Deutschen Tourenwagen Masters in Zandvoort Deutschen Tourenwagen Masters in Zandvoort

Deutschen Tourenwagen Masters in Zandvoort

— 30.09.2002

"Sprit-Sünder" Aiello holt DTM-Titel

Laurent Aiello ist der neue Tourenwagen-König. Nach einer Achterbahnfahrt der Gefühle konnte der Abt-Audi-Pilot seinen ersten DTM-Titel feiern.

Ekström sichert Aiello die Meisterschaft

Laurent Aiello hat Bernd Schneider (Mercedes) entthront. Der Abt-Audi-Pilot profitierte bei seinem ersten DTM-Titel von der Schützenhilfe seines Teamkollegen Mattias Ekström. Der Schwede bremste als Sieger des vorletzten Hauptrennens im niederländischen Zandvoort Aiellos einzigen Meisterschaftsrivalen Schneider aus, der Zweiter wurde. Der Mercedes-Mann kann bei nunmehr 14 Punkten Rückstand Aiello (66 Punkte) beim Saisonfinale am kommenden Wochenende auf dem Hockenheimring nicht mehr einholen. "Wir waren dieses Mal vielleicht nicht so gut wie Laurent", meinte Schneider, der zuvor zwei Mal die DTM gewonnen hatte.

Aiello war nach einer Disqualifikation nach dem Zeittraining wegen verunreinigten Benzins beim 9. Saisonlauf erst zum Zuschauen verdammt. Beim anschließenden Hauptrennen vom letzten Startplatz aus konnte er nicht entscheidend ins Geschehen eingreifen. Immerhin holte er als Sechster noch einen Punkt.

Für Aiello ist es bereits der vierte Tourenwagentitel. 1994 triumphierte er in der französischen Meisterschaft, 1997 siegte er in der Supertourenwagen-Meisterschaft, und 1999 gewann er in Großbritannien. Zudem siegte er mit Porsche 1998 beim Langstreckenklassiker in Le Mans.

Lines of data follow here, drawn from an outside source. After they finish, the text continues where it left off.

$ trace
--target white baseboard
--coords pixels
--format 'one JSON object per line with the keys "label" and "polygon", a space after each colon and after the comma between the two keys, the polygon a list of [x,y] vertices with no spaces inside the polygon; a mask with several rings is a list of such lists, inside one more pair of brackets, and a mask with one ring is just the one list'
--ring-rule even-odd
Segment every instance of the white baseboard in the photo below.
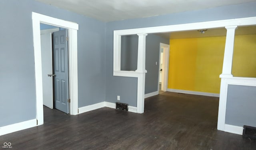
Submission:
{"label": "white baseboard", "polygon": [[105,106],[111,108],[116,109],[116,103],[105,102]]}
{"label": "white baseboard", "polygon": [[84,112],[89,112],[104,107],[105,107],[105,102],[80,107],[78,108],[78,114],[81,114]]}
{"label": "white baseboard", "polygon": [[130,112],[137,113],[137,107],[128,106],[128,111]]}
{"label": "white baseboard", "polygon": [[36,126],[36,119],[0,127],[0,136]]}
{"label": "white baseboard", "polygon": [[244,127],[225,124],[224,131],[234,133],[235,134],[243,135]]}
{"label": "white baseboard", "polygon": [[217,93],[207,93],[202,92],[196,92],[192,91],[188,91],[186,90],[174,89],[172,88],[167,88],[167,91],[168,92],[175,92],[176,93],[180,93],[184,94],[190,94],[203,95],[204,96],[220,97],[220,94]]}
{"label": "white baseboard", "polygon": [[152,92],[152,93],[146,94],[145,94],[145,96],[144,96],[144,98],[146,98],[148,97],[154,96],[155,95],[156,95],[158,94],[159,94],[159,92],[158,91],[156,91],[156,92]]}

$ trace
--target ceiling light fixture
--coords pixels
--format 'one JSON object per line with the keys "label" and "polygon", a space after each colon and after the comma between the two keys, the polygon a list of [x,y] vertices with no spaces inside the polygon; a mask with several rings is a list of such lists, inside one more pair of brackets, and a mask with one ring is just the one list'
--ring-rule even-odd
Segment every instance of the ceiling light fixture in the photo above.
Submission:
{"label": "ceiling light fixture", "polygon": [[203,34],[204,33],[204,32],[205,31],[206,31],[207,30],[208,30],[207,29],[206,29],[206,30],[197,30],[197,31],[200,32],[201,32],[201,34]]}

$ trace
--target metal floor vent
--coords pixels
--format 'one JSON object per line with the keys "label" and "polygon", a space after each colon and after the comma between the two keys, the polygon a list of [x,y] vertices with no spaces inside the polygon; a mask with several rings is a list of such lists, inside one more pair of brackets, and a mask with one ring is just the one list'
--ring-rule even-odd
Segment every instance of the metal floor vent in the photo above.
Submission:
{"label": "metal floor vent", "polygon": [[117,102],[116,103],[116,108],[120,110],[128,111],[128,104]]}
{"label": "metal floor vent", "polygon": [[256,127],[244,126],[243,136],[252,139],[256,139]]}

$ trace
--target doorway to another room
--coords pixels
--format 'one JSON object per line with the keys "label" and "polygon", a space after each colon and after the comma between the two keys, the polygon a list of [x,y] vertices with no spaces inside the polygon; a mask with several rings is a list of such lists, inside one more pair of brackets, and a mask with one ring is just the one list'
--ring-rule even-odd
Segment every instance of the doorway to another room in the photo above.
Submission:
{"label": "doorway to another room", "polygon": [[170,46],[160,43],[158,92],[159,94],[166,92],[168,84]]}
{"label": "doorway to another room", "polygon": [[40,24],[44,105],[69,113],[68,30]]}

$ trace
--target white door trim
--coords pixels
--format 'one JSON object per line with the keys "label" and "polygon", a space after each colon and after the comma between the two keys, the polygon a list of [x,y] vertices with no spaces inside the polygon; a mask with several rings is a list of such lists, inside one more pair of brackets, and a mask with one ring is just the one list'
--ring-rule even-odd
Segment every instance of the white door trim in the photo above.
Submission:
{"label": "white door trim", "polygon": [[43,107],[43,88],[42,74],[42,60],[40,39],[40,23],[68,29],[69,40],[69,75],[70,113],[72,115],[78,114],[78,91],[77,72],[77,30],[78,24],[32,12],[33,39],[35,59],[36,93],[36,119],[38,125],[44,123]]}
{"label": "white door trim", "polygon": [[[256,24],[256,17],[253,17],[170,26],[114,30],[114,31],[113,40],[113,75],[115,76],[130,76],[133,77],[137,77],[138,76],[136,74],[137,72],[127,72],[120,70],[121,37],[122,36],[136,34],[140,33],[152,34],[196,30],[202,29],[210,29],[217,28],[224,28],[228,26],[242,26],[254,25],[255,24]],[[229,45],[229,46],[232,46],[232,45]],[[227,46],[226,44],[226,46]],[[138,49],[138,52],[139,52],[139,49]],[[142,56],[145,57],[145,56],[143,55]],[[145,57],[140,58],[142,60],[145,60]],[[144,64],[145,62],[140,62],[140,63]],[[141,84],[145,84],[145,81],[144,80],[144,81],[143,80],[143,78],[140,78],[138,77],[138,84],[140,83]],[[137,88],[137,94],[144,93],[144,89],[143,88],[143,86],[138,86]],[[220,92],[221,93],[222,89],[223,89],[223,88],[221,87],[220,89]],[[226,91],[222,91],[222,92],[224,93],[226,93]],[[220,103],[226,104],[226,98],[225,98],[224,97],[222,98],[223,96],[221,94],[220,94]],[[144,102],[144,97],[140,97],[139,98],[137,96],[137,103],[143,103]],[[221,101],[220,99],[222,99],[222,98],[223,98],[223,101]],[[144,105],[137,105],[137,109],[138,110],[144,110]],[[224,118],[224,119],[225,119],[226,109],[226,108],[225,107],[219,107],[218,110],[218,118]],[[143,112],[142,111],[141,113]],[[223,128],[219,127],[224,126],[224,122],[218,122],[218,129],[223,130]]]}

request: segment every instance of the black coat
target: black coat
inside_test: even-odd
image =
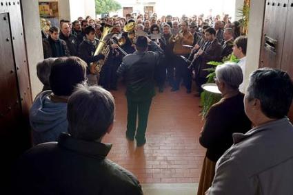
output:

Falscher Treibstoff bremst Aiello aus

Schneider hätte in Zandvoort mindestens sieben Punkte mehr als Aiello erobern müssen, um seine minimale Chance auf den DTM-Hattrick zu wahren. Der zweite Platz war zu wenig. Der Schweizer Marcel Fässler, der im Mercedes-Benz CLK das Qualifikationsrennen vor Christian Abt und Ekström gewonnen hatte, wurde im Hauptrennen Dritter. Das Opel-Duo Manuel Reuter und Timo Scheider belegte die Plätze vier und fünf.

Aiello musste zunächst Höllenqualen durchleben: Er verlor am Samstagabend (28.9.)seine Pole-Position wegen verunreinigten Benzins und durfte beim Qualifikationsrennen nicht antreten. Beim anschließenden Wertungslauf musste er vom letzten Platz aus starten. Eine Analyse hatte ergeben, dass der "chemische Fingerabdruck" seines Sprits nicht mit dem für Zandvoort zugelassenen Treibstoff übereinstimmte.

Sein Team Abt Sportsline gab an, dass "wahrscheinlich Benzinrückstände" von Testfahrten Grund für die Verunreinigung seien. "Offenbar haben sich jetzt kleine Reste mit dem Rennbenzin vermischt und damit für die Abweichung von der in Zandvoort verwendeten Spezifikation gesorgt", erklärte Albert Deuring, der technische Leiter des Teams. Am Ende spielte das aber keine Rolle mehr: Aiello und die schwarz-gelbe Abt-Truppe lagen sich glücklich in den Armen.